Let me back up half a step. There are a number of pieces of evidence in favor of evolution--cofty's 35 (and growing) evidences, or talkorigins' 29+ evidences for macroevolution. Your response is to call it "magic," a "myth" and to say you "would be ashamed to believe it was real" and that it "cannot happen." Those are bold statements. What reason(s) do you have for them? It appears you offer two points of evidence:
1) The laws of nature.
What laws of nature make evolution impossible? Do you think the hundreds of thousands of scientists over the past century and a half all happened to overlook these laws of nature and the problem they pose for evolution? Or is it more likely that perhaps you don't understand the application of these laws of nature, and that they pose no problem whatsoever to evolution--indeed, that evolution depends on them? If you can list the laws of nature that evolution violates, we can discuss them.
2) The laws of information.
Here you appear to be using a made-up term. I'm not aware of the laws of information as you've posted them being accepted in the scientific community. They appear to come from creation.com. Again, you have to ask yourself why the guys at creation.com, discovery.com, and other creationist organizations are to be believed over countless scientists. Before answering, consider that most of these creationist organizations state that when science is in conflict with their interpretation of the Bible, they will always come down on the side of the Bible. Their board members (the people--sometimes scientists, and sometimes even scientists writing in their fields of expertise--writing most of their articls) must sign pledges to this effect; that they will uphold creationist beliefs even if the evidence contradicts them.

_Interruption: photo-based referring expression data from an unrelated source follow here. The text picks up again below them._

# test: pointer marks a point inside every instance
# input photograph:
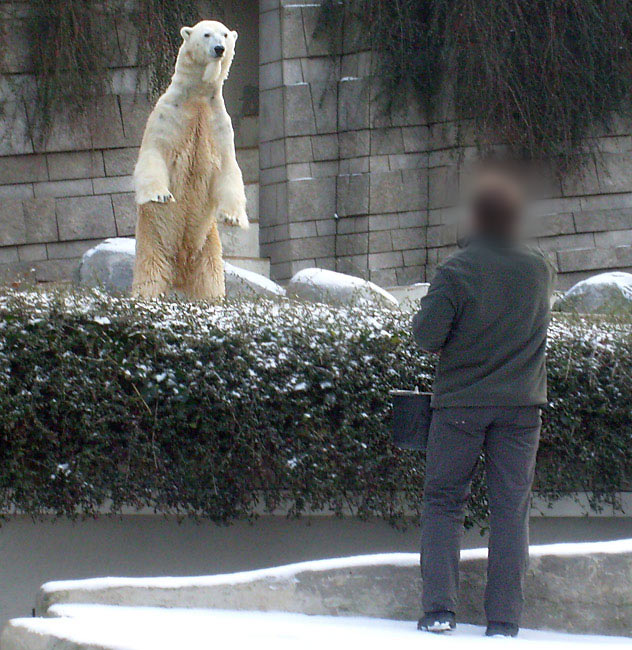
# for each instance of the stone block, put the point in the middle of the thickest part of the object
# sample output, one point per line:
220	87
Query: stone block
22	169
269	36
567	242
302	229
353	194
353	104
69	249
79	187
355	143
248	160
406	238
40	220
14	130
134	112
299	110
120	162
270	75
385	260
397	191
613	238
325	147
31	252
387	140
86	217
247	132
415	138
326	227
598	220
356	244
75	164
12	223
113	184
252	201
311	199
293	43
443	186
270	113
380	241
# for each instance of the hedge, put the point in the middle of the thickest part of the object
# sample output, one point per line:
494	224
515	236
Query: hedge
224	411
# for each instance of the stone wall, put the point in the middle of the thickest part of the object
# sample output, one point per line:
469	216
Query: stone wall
62	196
345	187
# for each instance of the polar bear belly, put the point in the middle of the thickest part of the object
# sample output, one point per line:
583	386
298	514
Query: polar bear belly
192	166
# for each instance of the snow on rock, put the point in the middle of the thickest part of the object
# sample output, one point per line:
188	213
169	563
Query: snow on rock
109	264
569	587
139	628
606	293
322	285
241	282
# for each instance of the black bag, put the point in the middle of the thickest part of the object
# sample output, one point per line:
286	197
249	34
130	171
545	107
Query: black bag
411	419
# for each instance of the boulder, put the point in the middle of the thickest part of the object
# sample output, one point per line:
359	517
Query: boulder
240	282
606	293
109	264
321	285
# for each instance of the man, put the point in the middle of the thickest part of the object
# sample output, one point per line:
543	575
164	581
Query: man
486	313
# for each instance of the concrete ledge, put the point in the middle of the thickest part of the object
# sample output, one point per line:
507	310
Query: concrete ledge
569	587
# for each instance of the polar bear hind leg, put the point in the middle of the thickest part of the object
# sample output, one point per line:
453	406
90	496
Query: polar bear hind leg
203	278
154	264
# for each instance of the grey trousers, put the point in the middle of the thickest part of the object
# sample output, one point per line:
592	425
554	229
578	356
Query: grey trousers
509	437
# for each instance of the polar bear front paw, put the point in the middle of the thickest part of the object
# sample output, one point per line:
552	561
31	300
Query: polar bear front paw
162	196
239	219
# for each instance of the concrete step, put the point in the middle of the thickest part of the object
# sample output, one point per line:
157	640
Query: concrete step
581	588
237	242
89	627
259	265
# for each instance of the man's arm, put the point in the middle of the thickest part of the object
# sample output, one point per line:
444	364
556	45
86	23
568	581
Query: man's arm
438	309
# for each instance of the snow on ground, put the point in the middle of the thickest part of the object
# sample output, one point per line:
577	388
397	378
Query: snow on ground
146	628
290	570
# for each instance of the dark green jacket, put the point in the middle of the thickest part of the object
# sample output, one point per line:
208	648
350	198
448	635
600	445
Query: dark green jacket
487	312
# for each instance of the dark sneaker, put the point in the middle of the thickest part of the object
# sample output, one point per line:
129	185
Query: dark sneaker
496	628
437	622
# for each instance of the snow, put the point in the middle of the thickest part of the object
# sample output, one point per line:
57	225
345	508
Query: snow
126	245
290	571
146	628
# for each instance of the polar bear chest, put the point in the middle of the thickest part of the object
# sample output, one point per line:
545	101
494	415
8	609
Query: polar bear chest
194	157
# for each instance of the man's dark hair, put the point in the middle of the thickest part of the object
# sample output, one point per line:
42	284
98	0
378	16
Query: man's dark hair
497	205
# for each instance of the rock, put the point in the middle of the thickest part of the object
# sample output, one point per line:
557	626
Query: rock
240	282
606	293
321	285
409	296
109	264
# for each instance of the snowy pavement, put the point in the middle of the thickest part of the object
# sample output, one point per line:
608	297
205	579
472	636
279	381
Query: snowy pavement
146	628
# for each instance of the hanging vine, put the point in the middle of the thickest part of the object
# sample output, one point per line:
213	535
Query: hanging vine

But maybe I'm wrong. Maybe these "laws of information," as you've presented them, are accepted by the greater scientific community. Or maybe they're valid observations that haven' t yet been accepted but someday will. If so, it's because these laws of information are without exception. Yet when I present an exception, you say it doesn't apply because it doesn't qualify as UI because you've defined UI as information intentionally passed from a sender to a receiver.
My counter is then that DNA also does not qualify as UI as you've defined it, since there is no volitional sender and no volitional recipient. Your answer is to simply assert that the will comes from the one who created DNA. This seems circular. You want to claim UI is evidence of a creator, but UI seems to be debunked by the existence of volition-less information in cells and DNA, so to get over that hump you must first assume a creator--the very conclusion you're trying to reach.
Why does the information in a crystal lattice, or a snowflake, or tree rings not count as UI, but the information in DNA does--and you need to answer this without first assuming your conclusion.